Eddie Gonzales Jr. – MessageToEagle.com – Many of us do not believe that Earth is the only habitable planet in the universe.  How many and where are the planets with life conditions capable of supporting life as we know it?

If there are, what might they look like?

Three suns in the sky of the nearest exoplanet Proxima Centauri b (artist's impression). Image: ESO/M. KornmesserThree suns in the sky of the nearest exoplanet Proxima Centauri b (artist’s impression). Image: ESO/M. Kornmesser

More than 4,000 exoplanets are known to date, most of them orbiting single stars like our Sun.

Now astrophysicist Dr. Markus Mugrauer of Friedrich Schiller University Jena has discovered and characterized many new multiple star systems that contain exoplanets.

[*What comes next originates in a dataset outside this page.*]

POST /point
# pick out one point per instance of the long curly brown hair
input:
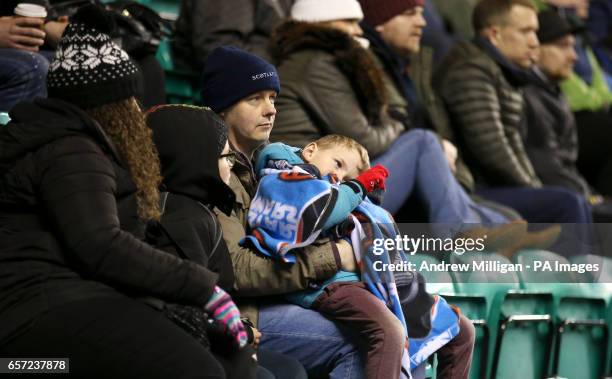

“Multiple star systems are very common in our Milky Way. If such systems include planets, they are of particular interest to Astrophysics, because the planetary systems in them can differ from our solar system in fundamental ways, ” Mugrauer said in a press release.

Dr. Mugrauer has found several new multiple star systems that contain exoplanets. He focused on more than 1,300 exoplanet host stars with exoplanets orbiting them to see whether they have companion stars He also demonstrated the existence of around 200 companion stars to planetary host stars that are up to 1,600 light-years away from the Sun.

He found that there are both tight systems with distances of only 20 astronomical units (au) – which in our solar system corresponds approximately to the distance between the Sun and Uranus – as well as systems with stars that are over 9,000 au from each other.

The companion stars also vary as to their mass, temperature, and stage of evolution. The heaviest among them weigh 1.4 times more than our Sun, the lightest one has only 8 percent of the Sun’s mass. Most of the companion stars are low-mass, cool dwarf stars that glow faintly red.

However, eight white dwarfs were also identified among the faint stellar companions. A white dwarf is the burnt-out core of a sun-like star, which is only about as big as our Earth, but half as heavy as our Sun.

These observations show that exoplanets can indeed survive the final evolutionary stage of a nearby sun-like star. (The majority of the star systems with exoplanets identified have two stars.)

However, some two dozen hierarchical triple star systems and even a quadruple star system were detected. In the range of distances investigated, of between approximately 20 and 10,000 astronomical units, a total of 15 percent of the stars studied have at least one companion star. This is only about half the frequency expected in general for solar-like stars.

“These two factors taken together could indicate that the influence of several stars in a star system disrupts the process of planet formation as well as the further development of their orbits,” says Mugrauer.